'Inequality Is a Choice' - nkzednan
http://www.nytimes.com/2015/05/03/opinion/sunday/nicholas-kristof-inequality-is-a-choice.html

======
paulhauggis
Inequality in many instances is a series of poor life choices:

-Having children at an early age -Having children without the means to actually support them -Education not being stressed in the home. I know a few teachers in extremly poor areas and when the students leave the class room, their parent(s) and family work against anything positive that they might get from school.

From the article

"Every child should get a "child benefit" payment to keep kids out of poverty.

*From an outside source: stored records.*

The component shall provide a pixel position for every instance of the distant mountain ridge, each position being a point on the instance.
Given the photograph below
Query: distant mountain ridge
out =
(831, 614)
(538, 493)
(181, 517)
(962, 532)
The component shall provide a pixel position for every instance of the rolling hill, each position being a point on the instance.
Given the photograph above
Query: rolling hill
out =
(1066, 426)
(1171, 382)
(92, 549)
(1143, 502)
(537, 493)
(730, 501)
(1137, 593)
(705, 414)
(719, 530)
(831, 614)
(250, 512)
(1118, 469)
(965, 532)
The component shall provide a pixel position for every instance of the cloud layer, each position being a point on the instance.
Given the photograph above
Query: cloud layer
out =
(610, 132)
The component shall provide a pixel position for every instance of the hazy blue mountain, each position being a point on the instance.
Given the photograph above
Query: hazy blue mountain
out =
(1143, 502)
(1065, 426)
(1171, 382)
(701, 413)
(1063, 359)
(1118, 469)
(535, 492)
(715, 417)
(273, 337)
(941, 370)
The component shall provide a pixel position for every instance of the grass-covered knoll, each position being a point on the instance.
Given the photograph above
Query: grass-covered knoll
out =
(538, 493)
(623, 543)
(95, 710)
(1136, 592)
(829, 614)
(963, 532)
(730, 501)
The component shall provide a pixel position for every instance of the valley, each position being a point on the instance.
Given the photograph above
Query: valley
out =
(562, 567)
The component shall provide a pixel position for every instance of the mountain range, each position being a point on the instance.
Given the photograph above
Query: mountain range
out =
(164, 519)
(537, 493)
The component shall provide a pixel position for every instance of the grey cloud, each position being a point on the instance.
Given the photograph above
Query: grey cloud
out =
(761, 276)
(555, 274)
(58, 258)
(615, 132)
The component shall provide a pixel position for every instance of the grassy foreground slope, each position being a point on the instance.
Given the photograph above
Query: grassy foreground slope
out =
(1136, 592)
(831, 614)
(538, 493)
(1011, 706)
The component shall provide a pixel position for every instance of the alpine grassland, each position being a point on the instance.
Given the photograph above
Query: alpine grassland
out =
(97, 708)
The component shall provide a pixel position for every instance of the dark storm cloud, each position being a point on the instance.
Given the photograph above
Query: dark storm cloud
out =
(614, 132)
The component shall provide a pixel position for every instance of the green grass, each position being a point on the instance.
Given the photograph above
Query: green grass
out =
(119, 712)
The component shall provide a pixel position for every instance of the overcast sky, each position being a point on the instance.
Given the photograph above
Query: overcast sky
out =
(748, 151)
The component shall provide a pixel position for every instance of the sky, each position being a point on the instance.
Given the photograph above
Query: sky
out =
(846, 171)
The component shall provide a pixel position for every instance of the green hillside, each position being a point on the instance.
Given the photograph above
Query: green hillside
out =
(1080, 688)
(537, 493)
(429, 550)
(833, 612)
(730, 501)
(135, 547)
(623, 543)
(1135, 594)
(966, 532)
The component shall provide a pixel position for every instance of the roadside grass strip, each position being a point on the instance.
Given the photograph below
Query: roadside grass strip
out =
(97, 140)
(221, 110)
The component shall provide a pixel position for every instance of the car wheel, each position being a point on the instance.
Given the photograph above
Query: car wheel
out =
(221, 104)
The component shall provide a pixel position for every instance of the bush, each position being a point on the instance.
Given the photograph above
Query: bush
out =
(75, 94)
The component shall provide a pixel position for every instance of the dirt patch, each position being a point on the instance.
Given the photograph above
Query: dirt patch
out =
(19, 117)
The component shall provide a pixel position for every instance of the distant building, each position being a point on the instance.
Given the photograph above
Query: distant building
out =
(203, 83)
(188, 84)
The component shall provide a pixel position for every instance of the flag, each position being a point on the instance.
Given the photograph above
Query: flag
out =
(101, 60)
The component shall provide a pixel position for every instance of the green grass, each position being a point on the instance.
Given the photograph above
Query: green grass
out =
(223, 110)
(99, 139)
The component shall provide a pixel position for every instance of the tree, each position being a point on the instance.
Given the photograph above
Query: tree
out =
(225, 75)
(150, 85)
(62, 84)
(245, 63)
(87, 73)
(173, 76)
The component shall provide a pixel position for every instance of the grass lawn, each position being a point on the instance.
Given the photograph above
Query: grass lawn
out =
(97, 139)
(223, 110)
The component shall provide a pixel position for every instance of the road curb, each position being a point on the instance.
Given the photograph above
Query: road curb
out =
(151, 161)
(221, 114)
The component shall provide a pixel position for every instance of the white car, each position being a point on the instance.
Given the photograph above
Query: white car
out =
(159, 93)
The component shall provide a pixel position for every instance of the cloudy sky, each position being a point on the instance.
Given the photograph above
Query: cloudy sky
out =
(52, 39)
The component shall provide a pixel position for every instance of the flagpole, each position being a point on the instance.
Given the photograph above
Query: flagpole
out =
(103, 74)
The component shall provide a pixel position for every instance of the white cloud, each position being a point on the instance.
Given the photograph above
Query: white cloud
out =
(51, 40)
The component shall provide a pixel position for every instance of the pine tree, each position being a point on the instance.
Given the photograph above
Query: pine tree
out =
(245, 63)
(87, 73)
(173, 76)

People can get more government assistance when you have more kids. How is
giving even more money (which isn't working) going to get anyone out of
poverty? We need to encourage people to have less kids if they can't afford
them, not more.

It's clear that the answer to "inequality" from this article is instead of
bringing more people out of poverty (IE: more education, earning a better job
through skills and getting a better life) the suggestion is to take money from
the people that earned it (65% taxes) and just give it to the poor. This will
only create more generations of people dependent on the government.

The top 1% pay ~50% of the federal taxes in the US.

The bottom 60 percent are expected to pay less than 2 percent of federal
income taxes.

[http://www.cnbc.com/id/102581780](http://www.cnbc.com/id/102581780)